Il fantasma del güegüenseChe peso può aver avuto nell’astensionismo non previsto il più volte citato spirito güegüense del popolo nicaraguense? Non rilevante, a quanto sembra. Quanti lo invocano per spiegare l’inatteso alto livello di astensioni, ne fanno, volenti o nolenti, una specie di capro espiatorio che fornisce un opportuno alibi al CSE, perché questi possa lavarsi le mani come massimo responsabile dell’astensione che tale potere dello Stato ha provocato per volontà o negligenza. Nel ricorrere alla teoria del güegüense, l’opinione pubblica può attribuire a quest’ultima caratteristica piuttosto che al CSE la causa dell’alto astensionismo.
Peggio: tale güegüense, che risponde sempre ai sondaggi con mezze verità e mezze bugie, serve anche al governo e ai due partiti che controllano il CSE per delegittimare d’un colpo i sondaggi indipendenti. È, peraltro, curioso come tutti i partiti facciano i loro sondaggi, con risultati che mai rivelano all’opinione pubblica.
Güegüense è un termine inappropriato per descrivere il timore delle persone ad esprimere liberamente la propria opionione in contesti di forte polarizzazione ideologico-politico-militare, quando pochissima gente si azzarda a dire senza inibizioni ciò che pensa o ciò che farà. Il campione supera allora il timore di rappresaglie dichiarandosi indeciso o ignorante sul tema. In questo senso, güegüenses non sono solo i nicaraguensi, ma tutti gli elettori del mondo in contesti di rischio o pericolo. Nelle elezioni del 1990, quando la polarizzazione ideologico-politico-militare fra l’FSLN e le forze di opposizione e della Resistencia (cioè la Contra, ndr), era estrema, le condizioni erano propizie perché la gente rispondesse güegüensemente ai sondaggi.

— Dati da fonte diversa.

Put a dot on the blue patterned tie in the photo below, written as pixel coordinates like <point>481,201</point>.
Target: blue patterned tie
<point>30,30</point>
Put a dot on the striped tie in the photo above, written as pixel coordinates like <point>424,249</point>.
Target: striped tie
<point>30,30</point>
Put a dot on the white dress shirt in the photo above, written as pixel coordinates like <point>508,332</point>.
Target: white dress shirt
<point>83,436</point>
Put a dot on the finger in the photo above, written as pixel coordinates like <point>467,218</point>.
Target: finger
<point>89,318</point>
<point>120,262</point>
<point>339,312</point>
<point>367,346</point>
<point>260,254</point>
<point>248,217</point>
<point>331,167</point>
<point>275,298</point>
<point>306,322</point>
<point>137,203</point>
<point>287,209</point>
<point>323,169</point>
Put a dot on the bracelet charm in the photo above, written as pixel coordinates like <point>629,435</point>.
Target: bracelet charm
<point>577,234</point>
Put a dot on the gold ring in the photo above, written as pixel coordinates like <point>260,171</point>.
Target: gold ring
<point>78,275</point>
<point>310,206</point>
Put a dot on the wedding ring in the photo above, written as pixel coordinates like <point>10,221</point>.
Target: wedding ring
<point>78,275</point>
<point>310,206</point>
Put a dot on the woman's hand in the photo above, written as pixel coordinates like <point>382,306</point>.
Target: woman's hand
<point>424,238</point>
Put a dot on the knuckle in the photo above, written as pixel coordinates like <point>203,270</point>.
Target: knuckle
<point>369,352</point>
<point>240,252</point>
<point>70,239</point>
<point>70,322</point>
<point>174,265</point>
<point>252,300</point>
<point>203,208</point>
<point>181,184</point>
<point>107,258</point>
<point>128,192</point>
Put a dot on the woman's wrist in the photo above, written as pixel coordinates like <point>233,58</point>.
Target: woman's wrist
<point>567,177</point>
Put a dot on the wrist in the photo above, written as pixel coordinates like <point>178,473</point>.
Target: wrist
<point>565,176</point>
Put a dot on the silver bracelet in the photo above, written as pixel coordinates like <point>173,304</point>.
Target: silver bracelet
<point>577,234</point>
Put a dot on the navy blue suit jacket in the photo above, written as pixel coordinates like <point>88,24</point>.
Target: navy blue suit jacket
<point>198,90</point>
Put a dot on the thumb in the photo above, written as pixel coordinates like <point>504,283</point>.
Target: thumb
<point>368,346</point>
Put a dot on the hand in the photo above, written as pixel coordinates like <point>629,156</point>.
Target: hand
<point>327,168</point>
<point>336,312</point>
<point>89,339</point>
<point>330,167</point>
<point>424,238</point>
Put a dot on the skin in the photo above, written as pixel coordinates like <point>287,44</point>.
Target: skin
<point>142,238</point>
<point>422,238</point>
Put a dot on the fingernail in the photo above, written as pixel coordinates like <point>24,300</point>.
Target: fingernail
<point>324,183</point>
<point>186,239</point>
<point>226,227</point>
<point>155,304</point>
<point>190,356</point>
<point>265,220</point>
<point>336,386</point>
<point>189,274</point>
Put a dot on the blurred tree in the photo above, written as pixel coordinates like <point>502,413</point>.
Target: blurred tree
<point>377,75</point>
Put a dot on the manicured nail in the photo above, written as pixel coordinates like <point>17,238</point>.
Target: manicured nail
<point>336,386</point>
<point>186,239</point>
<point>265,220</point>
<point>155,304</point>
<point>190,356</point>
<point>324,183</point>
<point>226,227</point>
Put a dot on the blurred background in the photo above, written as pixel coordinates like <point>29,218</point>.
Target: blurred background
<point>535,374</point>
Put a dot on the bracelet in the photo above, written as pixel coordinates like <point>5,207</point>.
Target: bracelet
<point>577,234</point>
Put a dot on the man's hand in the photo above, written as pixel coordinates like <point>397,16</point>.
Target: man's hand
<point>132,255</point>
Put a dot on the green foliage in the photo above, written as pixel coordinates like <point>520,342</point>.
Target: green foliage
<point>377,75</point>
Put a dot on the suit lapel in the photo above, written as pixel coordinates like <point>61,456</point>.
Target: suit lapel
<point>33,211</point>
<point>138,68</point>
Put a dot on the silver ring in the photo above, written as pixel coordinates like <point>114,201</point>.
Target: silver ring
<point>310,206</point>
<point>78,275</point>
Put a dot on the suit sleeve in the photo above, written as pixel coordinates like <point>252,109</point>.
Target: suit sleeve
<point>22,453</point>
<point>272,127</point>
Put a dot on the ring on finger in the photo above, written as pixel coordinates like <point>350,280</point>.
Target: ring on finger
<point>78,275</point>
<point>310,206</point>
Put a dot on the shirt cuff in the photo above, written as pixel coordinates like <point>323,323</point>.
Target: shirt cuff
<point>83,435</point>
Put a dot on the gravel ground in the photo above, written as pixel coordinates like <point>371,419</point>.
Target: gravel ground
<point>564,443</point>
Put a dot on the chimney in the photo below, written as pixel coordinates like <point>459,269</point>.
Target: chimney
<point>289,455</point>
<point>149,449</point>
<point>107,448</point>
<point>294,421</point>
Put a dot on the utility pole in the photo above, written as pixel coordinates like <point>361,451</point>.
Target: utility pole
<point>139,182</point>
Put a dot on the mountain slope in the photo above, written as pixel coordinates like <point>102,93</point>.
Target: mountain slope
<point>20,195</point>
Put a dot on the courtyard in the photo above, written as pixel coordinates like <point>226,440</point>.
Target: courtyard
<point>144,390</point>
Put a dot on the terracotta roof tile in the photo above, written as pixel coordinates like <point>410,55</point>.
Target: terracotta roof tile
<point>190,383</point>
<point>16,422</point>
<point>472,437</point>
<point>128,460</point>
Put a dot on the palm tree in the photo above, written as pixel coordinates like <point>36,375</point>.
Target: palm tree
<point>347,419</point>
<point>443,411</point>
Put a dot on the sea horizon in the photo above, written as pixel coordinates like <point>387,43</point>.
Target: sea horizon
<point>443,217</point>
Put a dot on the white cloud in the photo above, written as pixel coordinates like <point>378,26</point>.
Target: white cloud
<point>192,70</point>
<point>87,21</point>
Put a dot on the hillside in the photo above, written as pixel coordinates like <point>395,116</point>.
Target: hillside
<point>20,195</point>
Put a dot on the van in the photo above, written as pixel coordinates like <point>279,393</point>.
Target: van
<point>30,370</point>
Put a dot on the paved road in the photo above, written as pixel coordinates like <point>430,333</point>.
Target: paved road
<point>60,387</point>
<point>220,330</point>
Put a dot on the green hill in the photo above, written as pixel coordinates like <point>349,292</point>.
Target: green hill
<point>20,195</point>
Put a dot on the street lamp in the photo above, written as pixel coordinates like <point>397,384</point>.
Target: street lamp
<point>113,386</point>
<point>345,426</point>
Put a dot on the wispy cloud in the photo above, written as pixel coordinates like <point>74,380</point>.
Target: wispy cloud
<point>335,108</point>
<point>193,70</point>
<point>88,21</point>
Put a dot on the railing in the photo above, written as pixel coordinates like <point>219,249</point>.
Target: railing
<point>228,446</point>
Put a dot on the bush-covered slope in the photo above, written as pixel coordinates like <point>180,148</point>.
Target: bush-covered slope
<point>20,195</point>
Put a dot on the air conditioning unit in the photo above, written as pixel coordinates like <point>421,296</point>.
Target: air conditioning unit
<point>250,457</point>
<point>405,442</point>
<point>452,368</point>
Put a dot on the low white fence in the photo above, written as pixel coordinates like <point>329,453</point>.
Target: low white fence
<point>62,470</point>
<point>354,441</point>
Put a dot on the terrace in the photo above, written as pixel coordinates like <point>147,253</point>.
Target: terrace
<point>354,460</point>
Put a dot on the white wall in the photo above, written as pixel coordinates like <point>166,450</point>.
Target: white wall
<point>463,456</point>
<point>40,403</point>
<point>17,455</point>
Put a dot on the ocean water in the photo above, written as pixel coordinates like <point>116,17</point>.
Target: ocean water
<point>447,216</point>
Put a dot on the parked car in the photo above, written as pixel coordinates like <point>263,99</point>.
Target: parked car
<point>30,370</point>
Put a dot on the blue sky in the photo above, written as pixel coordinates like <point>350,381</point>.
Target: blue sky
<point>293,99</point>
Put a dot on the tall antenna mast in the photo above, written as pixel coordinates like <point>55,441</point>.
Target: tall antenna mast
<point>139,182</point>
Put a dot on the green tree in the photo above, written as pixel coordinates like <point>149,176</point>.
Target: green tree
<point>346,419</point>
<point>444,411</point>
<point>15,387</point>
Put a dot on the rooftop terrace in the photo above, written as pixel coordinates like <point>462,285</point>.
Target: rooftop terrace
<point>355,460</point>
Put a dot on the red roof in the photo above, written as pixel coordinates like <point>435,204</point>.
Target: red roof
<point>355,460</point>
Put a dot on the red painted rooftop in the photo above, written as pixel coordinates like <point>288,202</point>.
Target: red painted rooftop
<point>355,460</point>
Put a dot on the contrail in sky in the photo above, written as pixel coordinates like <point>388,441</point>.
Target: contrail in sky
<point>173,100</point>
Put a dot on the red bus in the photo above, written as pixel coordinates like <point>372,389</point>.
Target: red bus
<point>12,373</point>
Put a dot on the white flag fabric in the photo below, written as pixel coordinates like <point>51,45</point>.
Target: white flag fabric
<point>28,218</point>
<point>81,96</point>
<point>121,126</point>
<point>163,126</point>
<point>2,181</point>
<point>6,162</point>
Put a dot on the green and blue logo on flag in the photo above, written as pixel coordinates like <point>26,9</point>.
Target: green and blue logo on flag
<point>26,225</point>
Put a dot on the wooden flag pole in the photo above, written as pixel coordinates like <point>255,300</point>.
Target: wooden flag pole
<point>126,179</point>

Oggi, tale radicata polarizzazione tende a lasciare il posto a quella che potremmo chiamare frammentazione multipolare. Un’inchiesta di IDESO-UCA realizzata a Managua il 21 e 22 ottobre scorsi su un campione di 1.180 persone, con il patrocinio della Chiesa svedese (SKM), ha rivelato che la maggioranza dell’elettorato della capitale (61%) non si riconosce nello schema di confrontazione antisandinismo/antisomozismo. In questa visione polarizzata si riconosce il 26% degli abitanti di Managua, mentre il resto si raggruppa nel polo degli antipattisti o degli scettici (10%), dei reticenti (3%), cioè di quanti hanno deciso di non rispondere a questa domanda del nostro sondaggio.
A quest’ultimo e minuscolo gruppo apparterrebbero i cosiddetti güegüenses delle elezioni municipali del 2000.
Gli organismi nazionale e internazionali di osservazione elettorale e gli osservatori politici trarranno le loro valutazioni dalle elezioni municipali nicaraguensi.
Ma non andranno oltre le congetture o le ipotesi se non chie- deranno direttamente alle persone interessate le ragioni che le hanno spinte a non votare il 5 novembre 2000. E se non domanderanno anche in quale momento hanno preso tale decisione. Dal momento che è abbastanza chiaro che le principali ragioni dell’astensionismo si siano dispiegate con tutta la loro forza alla vigilia del voto.